Op 19 mei vraagt EO-netwerk onder de titel “Mag een christelijke school ‘homodocenten’ weigeren?” aandacht voor de kwestie, zgn. omdat politiek Den Haag er op is aangeslagen.
Aan Chris Janse, adviseur van reformatorische scholen en oud-hoofdredacteur van het RD, vraagt de interviewer: “Wat kan er mis zijn met dat de man homofiel is?” en “Het privé leven gaat toch niemand wat aan?”. De twee vertegenwoordigers van het COC krijgen de vraag: “Is dit geen discriminatie?”.

Is dit nu goede journalistiek? De vragen zijn scherp en uitdagend, de journalist laat de mensen uitspreken, het probleem en de standpunten lijken na afloop duidelijk. Maar het voelt niet goed.

Wat bij nadere analyse opvalt, is dat het geen open vragen zijn. Er wordt bijv. niet gevraagd: “Is dit discriminatie?”, maar: “Is dit geen discriminatie?”. De interviewer zoekt steeds bevestiging. Bij de EO is kennelijk afgesproken, dat ze daar in Emst aan “homootje pesten” doen. De drie vragen verraden een keuze voor deze bepaalde (EO-vreemde) invals- of aanvalshoek. Het is voor een journalist natuurlijk makkelijker vragen stellen vanuit een vooringenomen en populistisch perspectief dan een gesprek open in gaan.
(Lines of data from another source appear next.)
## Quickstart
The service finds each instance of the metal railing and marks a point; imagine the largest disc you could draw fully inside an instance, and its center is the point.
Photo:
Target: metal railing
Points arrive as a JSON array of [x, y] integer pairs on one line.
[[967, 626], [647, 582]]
Ben ik hier nu niet te negatief over de EO? De vragen zijn toch niet moeilijk en –naar believen- op de ruggengraat te beantwoorden. Op de keeper beschouwd zijn het eigenlijk inkoppertjes. Maar bedenk je welke vragen niet zijn gesteld, dan verliezen de bovenstaande vragen definitief hun onschuld. Aan het COC had de volgende vragen kunnen worden gesteld: “De geschorste onderwijzer wil geen commotie, dus waar bemoeit u zich mee?”, “Het COC wil diversiteit, waarom dan een gemeenschap -koste wat kost- de gelijkheidsidee willen opleggen? ”, “Waarom het anderszijn van een gemeenschap niet geaccepteerd? ”. En Janse had de vraag voorgelegd kunnen krijgen: “Is hier niet uiteindelijk de Vrijheid van Consciëntie in geding? ”.
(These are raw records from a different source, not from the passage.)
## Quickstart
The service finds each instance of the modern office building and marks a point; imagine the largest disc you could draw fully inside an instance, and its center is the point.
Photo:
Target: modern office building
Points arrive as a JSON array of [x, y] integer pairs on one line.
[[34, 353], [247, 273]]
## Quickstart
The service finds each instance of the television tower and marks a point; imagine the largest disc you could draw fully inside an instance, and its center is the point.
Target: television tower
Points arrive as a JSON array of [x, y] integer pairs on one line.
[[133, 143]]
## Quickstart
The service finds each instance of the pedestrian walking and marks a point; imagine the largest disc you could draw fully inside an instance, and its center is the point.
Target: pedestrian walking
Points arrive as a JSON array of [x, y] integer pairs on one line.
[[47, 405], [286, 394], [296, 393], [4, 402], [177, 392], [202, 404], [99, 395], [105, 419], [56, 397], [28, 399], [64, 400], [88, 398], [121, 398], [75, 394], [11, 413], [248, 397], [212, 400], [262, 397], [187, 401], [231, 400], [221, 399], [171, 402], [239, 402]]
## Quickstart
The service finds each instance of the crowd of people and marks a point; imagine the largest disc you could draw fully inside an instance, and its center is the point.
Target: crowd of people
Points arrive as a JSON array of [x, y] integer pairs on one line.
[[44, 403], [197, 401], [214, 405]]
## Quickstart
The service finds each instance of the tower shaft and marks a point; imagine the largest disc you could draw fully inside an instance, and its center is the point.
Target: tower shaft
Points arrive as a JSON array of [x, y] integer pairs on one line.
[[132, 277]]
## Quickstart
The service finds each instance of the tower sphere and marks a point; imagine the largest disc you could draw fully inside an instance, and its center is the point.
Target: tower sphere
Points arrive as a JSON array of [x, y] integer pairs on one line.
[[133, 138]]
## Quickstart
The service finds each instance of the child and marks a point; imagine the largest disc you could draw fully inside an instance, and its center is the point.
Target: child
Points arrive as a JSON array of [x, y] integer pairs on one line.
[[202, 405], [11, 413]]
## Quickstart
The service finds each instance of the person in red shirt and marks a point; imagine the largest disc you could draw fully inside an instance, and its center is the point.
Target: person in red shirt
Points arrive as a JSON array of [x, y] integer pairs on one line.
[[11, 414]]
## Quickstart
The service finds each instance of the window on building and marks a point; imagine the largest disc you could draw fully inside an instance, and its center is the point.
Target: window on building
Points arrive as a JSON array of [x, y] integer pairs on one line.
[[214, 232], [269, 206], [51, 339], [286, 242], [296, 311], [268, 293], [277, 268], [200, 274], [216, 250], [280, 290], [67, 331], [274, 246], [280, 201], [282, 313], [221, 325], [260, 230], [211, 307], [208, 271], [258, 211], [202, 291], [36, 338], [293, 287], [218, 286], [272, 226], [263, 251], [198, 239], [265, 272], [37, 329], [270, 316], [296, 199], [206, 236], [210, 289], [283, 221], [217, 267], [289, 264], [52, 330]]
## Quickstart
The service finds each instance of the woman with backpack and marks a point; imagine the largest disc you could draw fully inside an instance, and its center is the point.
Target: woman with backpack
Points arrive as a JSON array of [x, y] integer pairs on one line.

Maar deze principiële vragen werden niet gesteld. Om één of andere redenen moest en zou dit onderwerp verengd worden tot het thema “De jacht op homo’s “. Bij nader inzien en goed beschouwd blijkt het dus om een uitermate oppervlakkig en hetzerig* interview te gaan.

rkh, 2 juni 2009


* Gemeld wordt dat het bestuur van de christelijke school niet voor de camera wil reageren. Maar drie vertegenwoordigers van Emst komen wel in beeld. Alle drie zeggen “geen commentaar” tegen de veldwerkende journaliste. Waarom wordt dat zo uitdrukkelijk in beeld gebracht? En waarom vindt het interview met COC en Janse plaats op het binnenplein van het Binnenhof? Waarbij de interviewer ook nog bijna verwijtend opmerkt, dat de groepen elkaar voor het eerst ontmoeten. Aan het eind van de rapportage wordt gezegd, dat de Commissie Gelijke Behandeling zich er tegen aan gaat bemoeien De moderator eindigt met: “Wordt vervolgd”.
Mag dit niet Inquisitie-journalistiek worden genoemd?